Interessant ist auch ein weiterer Aspekt des heutigen Tages: Seit der Androhung der "Piratenserie" ist die Wahrscheinlichkeit, dass noch mehr neue Teams angenommen werden, gestiegen. Prompt zogen Lola und N.Technology ihre Einschreibungen zurück - fast so, als hätten sie sich nur eingeschrieben, als noch kein Risiko bestand, tatsächlich ein Formel-1-Team auf die Beine zu stellen. Oder laufen einige der Bewerber nun gar zur FOTA über?

Die Chronologie des FIA/FOTA-Streits:

5. März 2009: Die FOTA stellt in Genf ihre Sparpläne für die Formel-1-Saison 2010 vor. Durch die vorgeschlagenen Maßnahmen sollen die Kosten halbiert und gleichzeitig die Show verbessert werden.

17. März: Der Motorsport-Weltrat der FIA beschließt für die Saison 2010 eine freiwillige Budgetobergrenze von 33 Millionen Euro und will den Teams, die sich dieser Grenze unterwerfen, größte technische Freiheiten gewähren. Damit gäbe es zwei unterschiedliche Reglements innerhalb der Formel 1, womit die Teams überhaupt nicht einverstanden sind.

30. April: Der Weltrat erhöht die Budgetgrenze auf knapp 45 Millionen und schließt unter anderem Fahrergehälter sowie die Kosten für Motoren und für Marketingmaßnahmen explizit aus. Das Zweiklassenreglement bleibt dagegen in der Planung.

12. Mai: Der Ferrari-Vorstand droht offiziell mit dem Ausstieg aus der Formel 1, falls die FIA die Regeln für 2010 wie geplant umsetzt. Auch Red Bull, Toyota und Renault denken öffentlich über einen Abschied nach.

20. Mai: Ein französisches Gericht weist einen Eilantrag von Ferrari ab, mit dem die Italiener die vom Automobilweltverband geplante Einführung einer Budgetobergrenze stoppen wollten. Die Scuderia hatte vergeblich auf ein Vetorecht bei Regeländerungen aus einem separaten Vertrag mit der FIA gepocht.

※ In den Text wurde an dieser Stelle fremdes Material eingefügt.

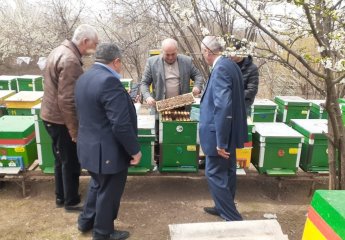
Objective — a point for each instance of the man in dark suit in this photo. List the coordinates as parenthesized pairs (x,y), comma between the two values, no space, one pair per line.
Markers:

22. Mai: Am Rande des Grand Prix von Monaco diskutieren Vertreter von FOTA und FIA mehrere Stunden lang, kommen aber zu keiner Einigung.

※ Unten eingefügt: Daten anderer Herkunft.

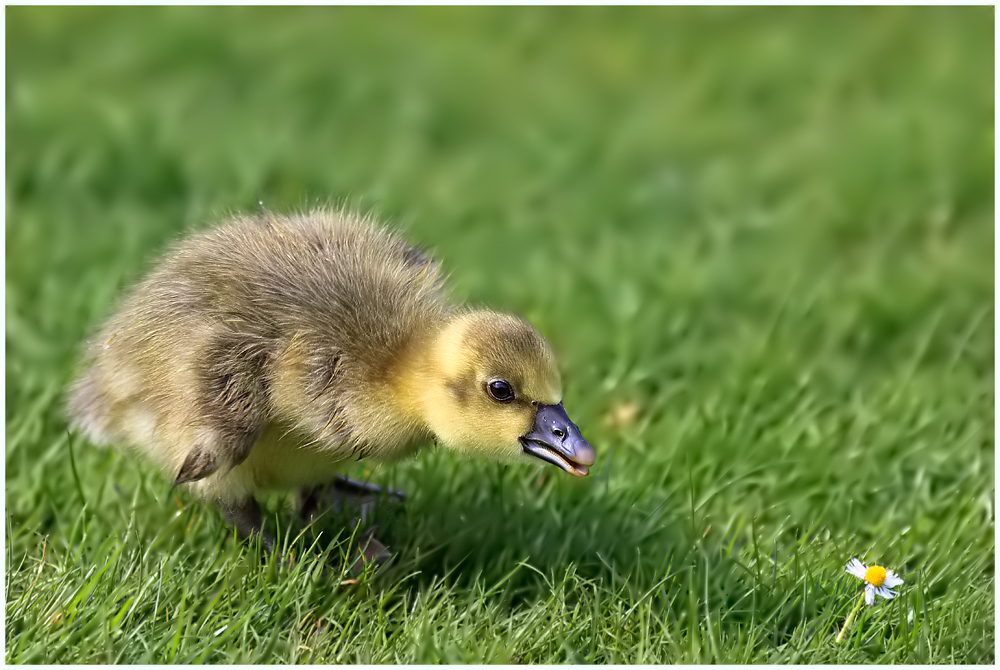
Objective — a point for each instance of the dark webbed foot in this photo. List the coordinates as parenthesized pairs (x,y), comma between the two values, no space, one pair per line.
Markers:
(246,518)
(359,499)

25. Mai: Williams schreibt sich als erstes aktuelles Team bei der FIA für die WM 2010 ein und wird danach vorläufig aus der FOTA ausgeschlossen.

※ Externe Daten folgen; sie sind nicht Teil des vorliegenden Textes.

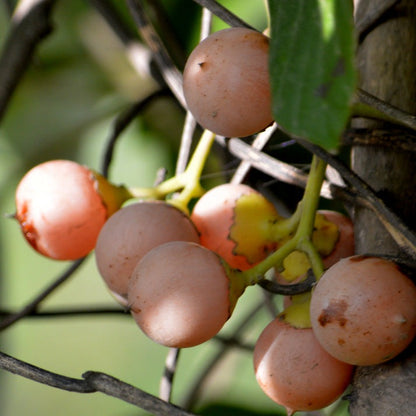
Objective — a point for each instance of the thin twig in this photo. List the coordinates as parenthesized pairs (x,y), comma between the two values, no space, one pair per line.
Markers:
(258,143)
(198,384)
(190,122)
(126,392)
(386,111)
(29,25)
(403,236)
(92,382)
(289,290)
(63,313)
(122,121)
(166,382)
(170,73)
(33,305)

29. Mai: Am letzten Tag der von der FIA gesetzten Einschreibefrist melden die FOTA-Teams für die Saison 2010, verknüpfen ihre Einschreibung aber mit Bedingungen.

5. Juni: Force India verzichtet auf die gesetzten Bedingungen und wird wie Williams vorläufig aus der FOTA ausgeschlossen.

7. Juni: Die Fahrergewerkschaft GPDA sichert der FOTA ihre Unterstützung zu.

11. Juni: Ferrari-Teamchef Stefano Domenicali warnt die FIA, die Scuderia auf die offizielle Starterliste zu setzen, ohne die Bedingungen zu akzeptieren.

12. Juni: Die FIA gibt 13 Teilnehmer für die Saison 2010 bekannt. Dabei nennt der Verband Ferrari, Red Bull und Toro Rosso gegen deren ausdrücklichen Willen als Teilnehmer ohne Bedingungen. Die fünf übrigen FOTA-Teams BMW, Brawn, McLaren-Mercedes, Renault und Toyota werden als vorläufige Starter eingestuft und aufgefordert, bis zum 19. Juni (Geschäftsschluss) ihre Bedingungen zurückzuziehen. Noch am Abend fordert die Vereinigung europäischer Automobilhersteller (ACEA) Reformen innerhalb der FIA.

13. Juni: Ferrari-Präsident Luca di Montezemolo erneuert in Le Mans den Ferrari-Standpunkt, ohne das Akzeptieren der Bedingungen die Formel 1 zu verlassen.

15. Juni: Die FIA wirft in einer Pressemitteilung "einem Element" in der FOTA vor, ohne Rücksicht auf den Sport jegliche Einigung verhindern zu wollen.

16. Juni: Die FIA beschuldigt die FOTA, die Macht in der Formel 1 an sich reißen zu wollen, und bezeichnet ein Treffen mit der Finanzgruppe der FOTA als ergebnislos.

17. Juni: Die FOTA unternimmt einen letzten Versuch, einen Kompromiss mit der FIA zu finden, bietet Mosley in einem Brief einige Zugeständnisse an und regt eine Verlängerung der Frist bis zum 1. Juli an. Mosley beharrt allerdings auf der Frist zur Rücknahme der Bedingungen und bietet lediglich Nachverhandlungen an.

19. Juni: Die FOTA-Teams ziehen ihre Einschreibung für die WM 2010 zurück und wollen eine eigene Serie gründen. Die FIA erklärt, sie sei enttäuscht, aber nicht überrascht von diesem Schritt.